A Simple Random-Effects Model
Here is a simple example, taken from Douglas C. Montgomery's book on experimental designs. A manufacturer wishes to investigate the research question of whether batches of raw materials furnished by a supplier differ significantly in their calcium content. Suppose data on the calcium content will be obtained on five batches that were received in 1 day. Furthermore, suppose six determinations of the calcium content will be made on each batch. Here batch is an input variable, and the response is the calcium content. The input variable is also called a factor. This is an example of a single-factor experiment, the factor being batch. The different possible categories of the factor are referred to as levels of the factor. Thus the factor batch has five levels. Note that on each level of the factor (i.e., on each batch), we obtain the same number of observations, namely six. In such a case, the data are called balanced.

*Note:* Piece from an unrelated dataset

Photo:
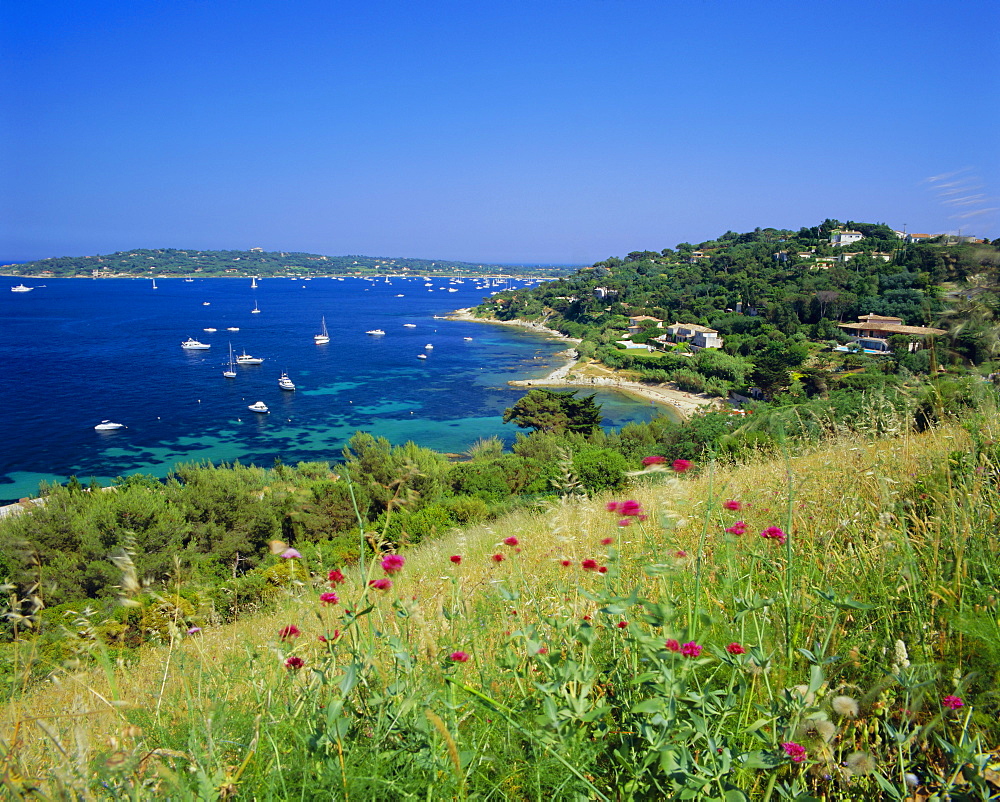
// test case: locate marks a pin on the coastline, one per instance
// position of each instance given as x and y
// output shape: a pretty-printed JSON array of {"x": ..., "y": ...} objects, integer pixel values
[{"x": 683, "y": 403}]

In some applications, it can happen that the numbers of observations obtained on each level of the factor are not the same; that is, we have unbalanced data.

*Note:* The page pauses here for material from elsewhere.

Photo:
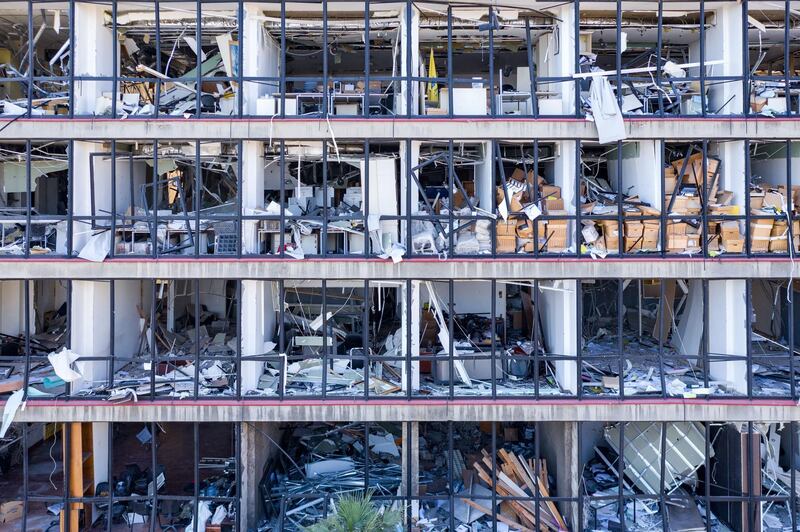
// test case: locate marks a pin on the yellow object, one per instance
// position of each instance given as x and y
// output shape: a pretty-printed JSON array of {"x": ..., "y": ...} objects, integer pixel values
[{"x": 433, "y": 87}]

In the above example, suppose the purpose of the data analysis is to test whether there is any difference in the calcium content among five given batches of raw materials obtained in one day. In experimental design terminology, we want to test whether the five batches have the same effects. This example, as stated, involves a factor (namely batch) having fixed effects. The reason is that there is nothing random about the batches themselves; the manufacturer has five batches given to him on a single day, and he wishes to make a comparison of the calcium content among the five given batches. However, there are many practical problems in which the factor could have random effects. In the context of the same example, suppose a large number of batches of raw materials are available in the warehouse, and the manufacturer does not have the resources to obtain data on all the batches regarding their calcium content. A natural option in this case is to collect data on a sample of batches, randomly selected from the population of available batches. Random selection is done to ensure that we have a representative sample of batches. Note that if another random selection is made, a different set of five batches could have been selected. If five batches are selected randomly, we then have a factor having random effects. Note that the purpose of our data analysis is not to draw conclusions regarding the calcium content of the five batches randomly selected; rather, we would like to use the random sample of five batches to draw conclusions regarding the population of all batches. The difference between fixed effects and random effects should now be clear. In the fixed-effects case, we have a given number of levels of a factor, and the purpose of the data analysis is to make comparisons among these given levels only, based on the responses that have been obtained. In the random-effects case, we make a random selection of a few levels of the factor (from a population of levels), and the responses are obtained on the randomly selected levels only. However, the purpose of the analysis is to make inferences concerning the population of all levels.